Monday, December 31, 2007

Fourth Time Not a Charm

Preceding the basketball game at Boise State, I had competing thoughts regarding the contest. The first was concern that BYU could well lose again in Idaho; they had not seemed completely in synch since losing in the final minutes to North Carolina.

The second thought was that my first impression was folly: the Cougars were certainly more than capable of beating the Broncos. Given their hard-earned national ranking, surely they would step up and come together again as a very good team should; this would be a statement game about the quality of BYU basketball away from their comfortable Marriott Center (or Energy Solutions Arena).
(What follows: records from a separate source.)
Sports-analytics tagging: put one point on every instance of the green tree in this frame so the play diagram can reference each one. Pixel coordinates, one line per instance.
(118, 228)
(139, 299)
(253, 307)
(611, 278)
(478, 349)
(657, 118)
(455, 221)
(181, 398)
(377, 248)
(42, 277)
But this game turned out only to be the next in what is becoming a dishearteningly familiar pattern. What do last year's conference championship loss against UNLV, the NCAA Tournament loss to Xavier, this year's loss in Salt Lake City to Michigan State, and Saturday night's loss at Boise State have in common? In all four games, BYU held sizable leads at the break--the smallest being six points against Xavier; the others, at least ten.

The results of competition are based on a combination of what players do and what coaches do. Superior players will produce superior outcomes for a given coaching staff. Quantifying that argument is as easy as comparing the margin of victory of last year's football team to this year's squad. At the same time, it is also clear that a superior coach will produce better outcomes with a given set of players. I know I wasn't the only fan that wondered how the football team could continue to lose eminently winnable games in the last three years under Gary Crowton.

I was happy to hear Dave Rose, when he was promoted, say that he would not be the one to tell his team they couldn't beat a particular opponent. And, I still feel that some of what I wrote about him previously remains true. Nevertheless, the four distinctly similar losses from two clubs with different identities indicate that the fault may not lie with the players.

The negatives I see toward the end of games include a prolonged reliance on 3-point shots when they stop falling, not getting a second player in the post to take pressure off Trent Plaisted, and neglecting to send players driving to the basket to either create sinkable foul shots--Plaisted is a horrific liability when he goes to the line--or dish back out to players who might now be more open.

Dave Rose is a very good coach in preparing for the start of a game, but he is not showing the ability to match adjustments made by opposing coaches after halftime. His in-game strategy requires considerable development if Cougar basketball is to reach its potential.